Spiritual Care Volunteer Training Program

FIMO Spiritual Care Volunteer Training Program

FIMO sought interest from, screened, selected and commenced training for a small number of volunteers in the ‘Spiritual Care Volunteer Training program’ on Sundays 31st July, 7th August and 11th of September. The training program was developed by Spiritual Health Victoria and was delivered by trainers Rabbi. Gabbi Sar Shalom + Bhakta Dasa who have been trained in the use of this program to provide training. Volunteers have been trained in Unit 1 to 4 of the Spiritual Care Volunteer Training Program developed by Spiritual Health Victoria, have been trained in the use of the Interfaith Guide developed by FIMO with the support of the Office of Multicultural Affairs and Citizenship, and are currently engaging in placements in hospitals. Volunteers will receive a Volunteer Pastoral/Spiritual Care Certificate of Completion. This training has been attended by changemakers from Brahma Kumaris, Global Organisation for Divinity, Nithyananda Sangha, Sivathondan Nilayam Hallam, Vaishnav Sangh, VI&RWC, Dattatreya Centre, leaders within the community, and priests from the Sharada Peetam Lineage and Nepal.

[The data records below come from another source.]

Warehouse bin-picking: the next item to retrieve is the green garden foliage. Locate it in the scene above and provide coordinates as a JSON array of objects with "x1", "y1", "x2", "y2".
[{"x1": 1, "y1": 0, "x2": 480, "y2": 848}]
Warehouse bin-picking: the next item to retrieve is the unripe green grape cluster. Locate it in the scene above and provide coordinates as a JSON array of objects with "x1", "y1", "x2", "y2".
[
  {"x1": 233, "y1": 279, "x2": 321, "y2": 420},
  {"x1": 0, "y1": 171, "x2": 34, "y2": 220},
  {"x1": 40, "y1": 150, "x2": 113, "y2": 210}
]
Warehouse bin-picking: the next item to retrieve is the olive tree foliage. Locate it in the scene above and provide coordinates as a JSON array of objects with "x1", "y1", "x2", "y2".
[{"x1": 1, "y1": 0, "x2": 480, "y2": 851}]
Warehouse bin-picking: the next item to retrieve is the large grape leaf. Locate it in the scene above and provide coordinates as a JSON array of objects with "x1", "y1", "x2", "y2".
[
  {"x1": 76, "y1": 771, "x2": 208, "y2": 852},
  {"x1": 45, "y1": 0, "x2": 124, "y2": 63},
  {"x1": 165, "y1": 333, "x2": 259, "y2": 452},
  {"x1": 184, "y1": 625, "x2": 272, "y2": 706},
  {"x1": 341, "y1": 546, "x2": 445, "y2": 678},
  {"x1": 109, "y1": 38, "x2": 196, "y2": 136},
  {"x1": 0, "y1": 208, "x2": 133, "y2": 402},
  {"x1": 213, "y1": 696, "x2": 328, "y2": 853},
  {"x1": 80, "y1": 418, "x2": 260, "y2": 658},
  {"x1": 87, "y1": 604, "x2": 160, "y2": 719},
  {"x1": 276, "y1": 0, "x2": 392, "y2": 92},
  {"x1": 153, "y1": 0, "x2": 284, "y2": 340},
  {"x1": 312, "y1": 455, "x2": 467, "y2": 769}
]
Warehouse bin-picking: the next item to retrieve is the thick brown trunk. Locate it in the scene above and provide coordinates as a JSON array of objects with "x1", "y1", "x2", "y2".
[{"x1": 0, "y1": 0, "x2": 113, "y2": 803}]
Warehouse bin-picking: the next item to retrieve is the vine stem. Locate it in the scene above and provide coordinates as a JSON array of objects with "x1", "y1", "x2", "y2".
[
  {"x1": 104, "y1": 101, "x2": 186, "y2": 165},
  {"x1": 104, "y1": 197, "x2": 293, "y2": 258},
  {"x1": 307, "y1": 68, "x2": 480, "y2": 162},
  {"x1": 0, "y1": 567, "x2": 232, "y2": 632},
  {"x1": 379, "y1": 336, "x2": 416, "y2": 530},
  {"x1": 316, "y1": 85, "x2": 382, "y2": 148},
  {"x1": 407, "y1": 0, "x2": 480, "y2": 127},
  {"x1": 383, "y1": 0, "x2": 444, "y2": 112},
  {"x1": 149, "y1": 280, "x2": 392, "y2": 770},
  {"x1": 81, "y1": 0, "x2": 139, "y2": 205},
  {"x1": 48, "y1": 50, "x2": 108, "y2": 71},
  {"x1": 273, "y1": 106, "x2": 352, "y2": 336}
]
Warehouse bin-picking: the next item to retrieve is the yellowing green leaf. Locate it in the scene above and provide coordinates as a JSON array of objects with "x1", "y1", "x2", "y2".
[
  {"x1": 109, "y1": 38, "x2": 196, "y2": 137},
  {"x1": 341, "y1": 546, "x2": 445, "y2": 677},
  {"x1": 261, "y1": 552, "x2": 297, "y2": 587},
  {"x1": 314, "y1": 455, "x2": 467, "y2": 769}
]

Training Session at Vaishnav Sangh’s Premises
The project is important as Victoria is home to Australia’s largest Indian community. A number of different faiths are practised by persons who are of Indian origin – including Hinduism, Buddhism, Jainism, Sikhism, Zoroastrianism, Islam, Judaism and Christianity etc. Persons of Indian origin faith are overrepresented in instances of domestic violence, crisis situations, justice system interactions, hospital entries and refugee situations. In each of these settings, persons of Indian origin faith do not have easy access to spiritual support or care. This need can be quite acute at times of natural disaster (e.g. bushfire, flood).

Training provided at the Dandenong Arts Centre Band Room by Gabbi Sar Shalom

Afternoon Tea

Unlike established Western faiths, Indian origin faiths do not have established chaplaincy structures. While places of worship are common community gathering places, and places for communal support, these places of worship do not have formalised and coordinated spiritual care outreach programs.


The future of this project will see FIMO coordinate the work of volunteer pastoral/spiritual care chaplains. FIMO, as the umbrella organisation for a wide range of Indian faith organisations and places of worship, will act as a central point of referral; oversee the work of the volunteers; centralise feedback and continuous improvement efforts; centralise reporting and data collection; and look to take lessons from the pilot for a broader expansion.

Bhakta Dasa - Trainer trained by Spiritual Health Victoria


FIMO will market the availability of the volunteer spiritual carers to its network of stakeholders and external relationships – including Police, hospitals, support agencies, welfare agencies, justice system institutions and other organisations who come in contact with persons of Indian origin at a time of transition, illness, grief or loss.

The pilot will run for 12 months, at the conclusion of which a wide ranging review of the pilot will be conducted to assess effectiveness of the program; of volunteer training and spiritual care provision; and the extent to which the program is meeting community needs. The pilot will have an initial focus on Southern metropolitan Melbourne.